Kernel density estimation status

question
package

#1

What is the de facto standard package for KDE in Julia?

My attempts with the packages listed above were not very successful.


#2

I have used KernelDensity.jl recently. The following runs with the current version just fine:

using KernelDensity
using Plots; gr()
x = randn(100)
y = kde(x)
plot(linspace(extrema(x)..., 100), z->pdf(y, z))

Being more specific than “not successful” would make it easier to help you. What did you try? What happened? How does it not conform to your expectations?


#3

I have a function that does basic multivariate local constant, linear and quadratic nonparametric fitting in https://github.com/mcreel/Econometrics.jl, just call npreg() to see an example. I use this code for teaching, and will try to make it reasonable accessible, but maybe not fully featured.

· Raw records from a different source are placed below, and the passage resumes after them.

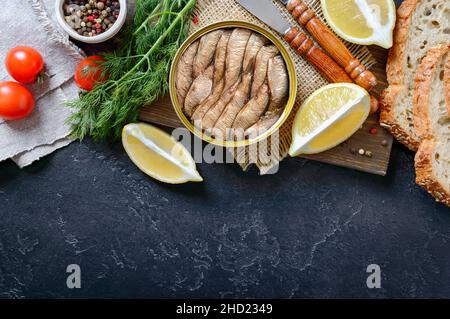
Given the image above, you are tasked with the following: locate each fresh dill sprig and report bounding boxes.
[68,0,196,141]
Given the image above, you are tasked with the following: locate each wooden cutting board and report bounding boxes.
[140,47,393,176]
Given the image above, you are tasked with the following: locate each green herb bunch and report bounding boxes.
[68,0,196,141]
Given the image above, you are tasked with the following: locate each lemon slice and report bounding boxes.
[122,123,203,184]
[321,0,396,49]
[289,83,370,157]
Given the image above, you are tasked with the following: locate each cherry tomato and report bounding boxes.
[75,55,106,91]
[0,82,34,120]
[6,47,44,84]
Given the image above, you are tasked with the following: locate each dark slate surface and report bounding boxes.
[0,142,450,298]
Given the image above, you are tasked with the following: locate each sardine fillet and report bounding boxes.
[214,73,252,139]
[242,33,268,72]
[225,28,252,89]
[267,55,289,111]
[233,84,269,131]
[184,65,214,117]
[214,30,231,86]
[251,45,279,97]
[193,30,223,79]
[192,79,225,129]
[201,81,240,130]
[176,41,199,105]
[192,31,231,126]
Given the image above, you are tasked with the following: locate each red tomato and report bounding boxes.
[75,55,106,91]
[0,82,34,120]
[6,47,44,84]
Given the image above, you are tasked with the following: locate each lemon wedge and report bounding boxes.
[289,83,370,157]
[321,0,396,49]
[122,123,203,184]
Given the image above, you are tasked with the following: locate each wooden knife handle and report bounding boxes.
[284,27,379,114]
[287,0,377,91]
[284,27,353,83]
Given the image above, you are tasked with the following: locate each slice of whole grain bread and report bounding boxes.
[380,0,450,151]
[413,41,450,206]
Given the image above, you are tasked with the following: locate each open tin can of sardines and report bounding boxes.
[169,21,297,148]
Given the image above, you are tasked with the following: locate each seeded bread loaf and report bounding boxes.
[380,0,450,151]
[413,42,450,206]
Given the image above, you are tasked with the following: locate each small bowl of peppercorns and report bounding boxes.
[56,0,127,43]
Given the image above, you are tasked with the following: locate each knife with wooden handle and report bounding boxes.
[237,0,378,113]
[280,0,377,91]
[238,0,353,83]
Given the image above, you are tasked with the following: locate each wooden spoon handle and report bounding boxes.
[284,27,353,83]
[287,0,377,91]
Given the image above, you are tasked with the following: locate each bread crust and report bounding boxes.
[380,0,420,151]
[413,45,450,207]
[415,139,450,207]
[413,44,449,140]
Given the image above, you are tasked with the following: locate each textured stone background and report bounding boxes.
[0,142,450,298]
[0,0,450,298]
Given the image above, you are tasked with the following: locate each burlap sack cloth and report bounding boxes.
[190,0,376,174]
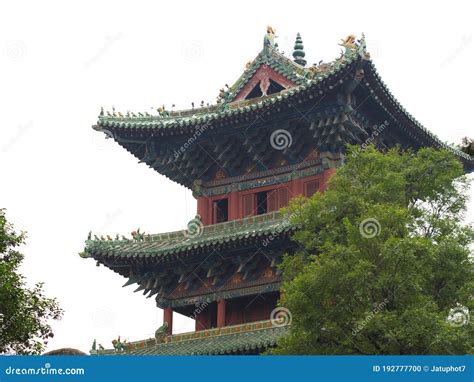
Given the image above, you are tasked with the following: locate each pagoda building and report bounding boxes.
[81,27,474,355]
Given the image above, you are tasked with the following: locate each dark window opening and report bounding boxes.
[245,82,263,99]
[256,191,268,215]
[267,80,285,95]
[214,199,229,223]
[304,180,319,198]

In the package https://github.com/mcreel/QuantileIV.jl there is an extended version which does nonpararmetric quantile regression, using code from https://github.com/pkofod/QuantileRegression.jl. The stuff in my QuantileIV.jl package needs to be cleaned up a bit for public use, but it works well for me.


#4

The first Julia package I wrote was https://github.com/joshday/AverageShiftedHistograms.jl, which essentially does KDE over a fine-partition histogram. It’s cool if you’re working with large datasets, as it uses constant memory and can be estimated on-line.


#5

For KernelDensity.jl, I was concerned about the theoretical aspect of it. Is it common practice to use spline interpolation for evaluating the density at new locations? It currently uses Interpolations.jl, but I am not sure this is the correct thing to do? Plus, I need to evaluate the KDE object thousands of times, my experience with the package is that it is somehow slow? I will double check my code to make sure the slowness is coming from the KDE part and not somewhere else.

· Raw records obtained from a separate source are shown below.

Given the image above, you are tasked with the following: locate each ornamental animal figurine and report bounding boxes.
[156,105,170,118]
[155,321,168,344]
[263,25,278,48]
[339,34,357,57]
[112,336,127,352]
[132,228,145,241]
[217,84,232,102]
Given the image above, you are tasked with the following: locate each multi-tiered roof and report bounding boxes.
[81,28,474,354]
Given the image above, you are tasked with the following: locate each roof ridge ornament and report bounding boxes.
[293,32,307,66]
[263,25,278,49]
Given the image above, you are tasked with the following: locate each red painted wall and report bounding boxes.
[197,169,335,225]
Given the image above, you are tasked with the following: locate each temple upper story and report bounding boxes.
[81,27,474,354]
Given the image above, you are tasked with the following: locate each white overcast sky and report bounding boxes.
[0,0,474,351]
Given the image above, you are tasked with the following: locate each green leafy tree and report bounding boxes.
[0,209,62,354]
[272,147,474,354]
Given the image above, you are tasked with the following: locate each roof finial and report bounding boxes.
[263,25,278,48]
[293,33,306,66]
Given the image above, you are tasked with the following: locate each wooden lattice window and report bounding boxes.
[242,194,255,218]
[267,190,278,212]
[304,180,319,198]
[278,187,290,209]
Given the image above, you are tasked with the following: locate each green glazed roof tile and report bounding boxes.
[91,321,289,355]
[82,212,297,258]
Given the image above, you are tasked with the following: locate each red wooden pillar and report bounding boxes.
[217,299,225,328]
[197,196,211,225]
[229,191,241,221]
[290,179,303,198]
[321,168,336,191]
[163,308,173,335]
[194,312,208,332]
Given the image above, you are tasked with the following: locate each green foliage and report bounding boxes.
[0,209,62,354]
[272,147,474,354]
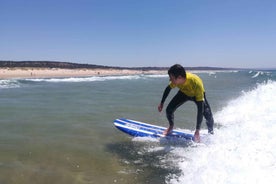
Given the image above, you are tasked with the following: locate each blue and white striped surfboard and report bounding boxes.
[114,118,194,140]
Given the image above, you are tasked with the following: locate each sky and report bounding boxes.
[0,0,276,68]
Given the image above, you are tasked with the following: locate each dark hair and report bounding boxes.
[168,64,186,78]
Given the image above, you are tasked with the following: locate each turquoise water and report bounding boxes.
[0,71,276,184]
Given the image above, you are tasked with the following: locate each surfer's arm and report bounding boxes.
[196,101,203,131]
[158,85,171,112]
[161,85,172,104]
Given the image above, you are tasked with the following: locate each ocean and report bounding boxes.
[0,70,276,184]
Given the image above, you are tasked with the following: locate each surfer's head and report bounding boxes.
[168,64,186,79]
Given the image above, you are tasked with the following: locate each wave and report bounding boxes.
[167,81,276,184]
[0,80,20,89]
[22,75,141,83]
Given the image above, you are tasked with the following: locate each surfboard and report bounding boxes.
[114,118,194,140]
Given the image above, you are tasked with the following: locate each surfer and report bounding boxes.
[158,64,214,142]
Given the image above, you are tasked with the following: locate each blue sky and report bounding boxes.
[0,0,276,68]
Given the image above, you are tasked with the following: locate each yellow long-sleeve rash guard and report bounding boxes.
[169,72,205,102]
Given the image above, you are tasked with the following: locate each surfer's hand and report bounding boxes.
[158,103,163,112]
[194,130,200,143]
[163,126,173,136]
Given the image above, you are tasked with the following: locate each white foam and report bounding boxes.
[26,75,140,82]
[167,81,276,184]
[0,79,20,89]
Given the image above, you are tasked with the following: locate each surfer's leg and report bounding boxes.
[166,91,188,126]
[203,93,214,134]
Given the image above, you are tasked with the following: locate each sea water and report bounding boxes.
[0,70,276,184]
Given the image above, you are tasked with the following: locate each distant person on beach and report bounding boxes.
[158,64,214,142]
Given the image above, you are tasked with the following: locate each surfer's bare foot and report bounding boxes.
[163,126,173,136]
[194,130,200,143]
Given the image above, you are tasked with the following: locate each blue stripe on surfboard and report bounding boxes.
[115,118,193,137]
[114,119,163,137]
[117,119,166,134]
[114,118,193,140]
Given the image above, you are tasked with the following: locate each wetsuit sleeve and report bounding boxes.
[161,85,172,104]
[196,101,203,130]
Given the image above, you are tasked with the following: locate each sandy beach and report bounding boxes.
[0,67,166,79]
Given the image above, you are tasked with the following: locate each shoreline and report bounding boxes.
[0,67,167,79]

For KernelEstimator.jl, it currently only supports 1D KDEs. My use case requires 2D.

For KernelDensityEstimate.jl, the repository only has 2 stars on GitHub, I wanted to double check if it is being used.


#6

Thanks @joshday! It looks like a very nice package, both in terms of performance and API! I will definitely give it a try.

Do you recommend a paper on average shifted histograms? Or a publication on which you based your implementation?


#7

I used some course notes from David Scott (who invented ASH) which I can no longer find online. He has a few papers on the subject.


#8

Thanks, I’ve downloaded a bunch of papers by him for my dessert :slight_smile:


#9

If you are using kernel densities for data visualization, there is no “correct” approach. Do what you like. If interpolations give a speedup, use them.

If you are using it for nonparametric estimation, then most results are asymptotic anyway. So the spline-interpolated density it may not coincide with some theoretical definitions, but this should not matter.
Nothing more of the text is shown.